Tesla’s driver assistance system enables electric cars to automatically brake, accelerate and change lanes. The manufacturer points out that the function does not make the car completely autonomous and requires driver supervision, but at the same time there is criticism of the naming, among other things, which suggests more autonomy. There are now almost regular reports of accidents in the USA in which the driver assistance system seems to be partly to blame. The most recent accident to become known occurred in early May, when it was said that it was the 29th with a Tesla being examined by the NHTSA. The first fatal accident with the automated driving system occurred in 2016; the last one in which the “autopilot” is said to have played a role occurred last month in California. Two people were killed in an accident in Texas in April.

Overall, in three of the accidents investigated, the authorities determined that the “autopilot” was activated, Reuters still writes. The news agency points out that Tesla’s driver assistance system has been the focus of attention again since the fatal accident in Texas.

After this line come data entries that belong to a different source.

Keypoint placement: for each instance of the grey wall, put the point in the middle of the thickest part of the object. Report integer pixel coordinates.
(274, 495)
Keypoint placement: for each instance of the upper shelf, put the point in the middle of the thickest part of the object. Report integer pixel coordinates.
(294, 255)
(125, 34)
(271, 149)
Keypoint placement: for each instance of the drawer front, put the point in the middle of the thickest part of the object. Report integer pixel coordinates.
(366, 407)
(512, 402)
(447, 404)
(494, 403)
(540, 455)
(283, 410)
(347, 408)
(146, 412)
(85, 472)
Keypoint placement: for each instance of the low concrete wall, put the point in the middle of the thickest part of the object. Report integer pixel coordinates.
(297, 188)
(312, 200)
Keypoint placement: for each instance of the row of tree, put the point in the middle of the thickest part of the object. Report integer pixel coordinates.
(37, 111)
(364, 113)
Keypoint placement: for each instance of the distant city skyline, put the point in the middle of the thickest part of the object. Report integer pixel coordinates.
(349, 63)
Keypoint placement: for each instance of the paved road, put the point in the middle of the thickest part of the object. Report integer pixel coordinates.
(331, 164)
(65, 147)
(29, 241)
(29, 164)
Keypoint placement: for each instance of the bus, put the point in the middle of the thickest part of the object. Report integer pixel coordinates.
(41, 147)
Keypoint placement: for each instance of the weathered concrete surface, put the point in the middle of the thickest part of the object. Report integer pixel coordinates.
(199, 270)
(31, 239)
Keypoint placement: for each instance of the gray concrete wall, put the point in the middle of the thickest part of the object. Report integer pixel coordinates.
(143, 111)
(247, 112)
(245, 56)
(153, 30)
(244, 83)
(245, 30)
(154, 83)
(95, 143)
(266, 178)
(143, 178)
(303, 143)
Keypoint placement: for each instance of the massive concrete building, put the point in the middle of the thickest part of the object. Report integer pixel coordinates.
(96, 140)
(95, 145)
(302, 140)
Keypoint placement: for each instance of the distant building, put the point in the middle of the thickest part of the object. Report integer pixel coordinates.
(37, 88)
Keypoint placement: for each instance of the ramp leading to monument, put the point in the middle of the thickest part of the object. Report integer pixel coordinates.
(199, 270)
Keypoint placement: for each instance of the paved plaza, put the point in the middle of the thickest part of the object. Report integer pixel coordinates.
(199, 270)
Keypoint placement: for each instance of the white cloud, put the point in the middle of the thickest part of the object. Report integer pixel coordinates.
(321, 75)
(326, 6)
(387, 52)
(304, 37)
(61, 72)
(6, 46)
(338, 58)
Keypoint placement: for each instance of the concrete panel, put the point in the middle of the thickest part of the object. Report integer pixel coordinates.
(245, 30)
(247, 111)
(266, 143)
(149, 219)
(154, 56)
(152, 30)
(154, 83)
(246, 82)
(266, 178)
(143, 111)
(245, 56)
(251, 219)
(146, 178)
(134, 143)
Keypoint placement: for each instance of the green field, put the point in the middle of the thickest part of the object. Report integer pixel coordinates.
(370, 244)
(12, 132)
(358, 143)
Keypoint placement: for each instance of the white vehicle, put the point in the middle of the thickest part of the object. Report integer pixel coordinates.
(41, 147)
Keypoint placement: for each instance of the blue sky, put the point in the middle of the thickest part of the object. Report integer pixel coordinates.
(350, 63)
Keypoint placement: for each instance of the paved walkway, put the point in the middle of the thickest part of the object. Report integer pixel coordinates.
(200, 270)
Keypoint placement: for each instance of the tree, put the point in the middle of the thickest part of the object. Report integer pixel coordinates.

Nobody should have been in the driver’s seat. Tesla boss Elon Musk insists that no one would assume that the car would drive itself because of the term “autopilot”.

The figures now available to Reuters also show that the NHTSA initiated six further investigations into accidents involving the involvement of driver assistance systems. This includes the accident involving a test vehicle from Uber that ran over a woman in Arizona in 2018 who had crossed a street in an unintended location.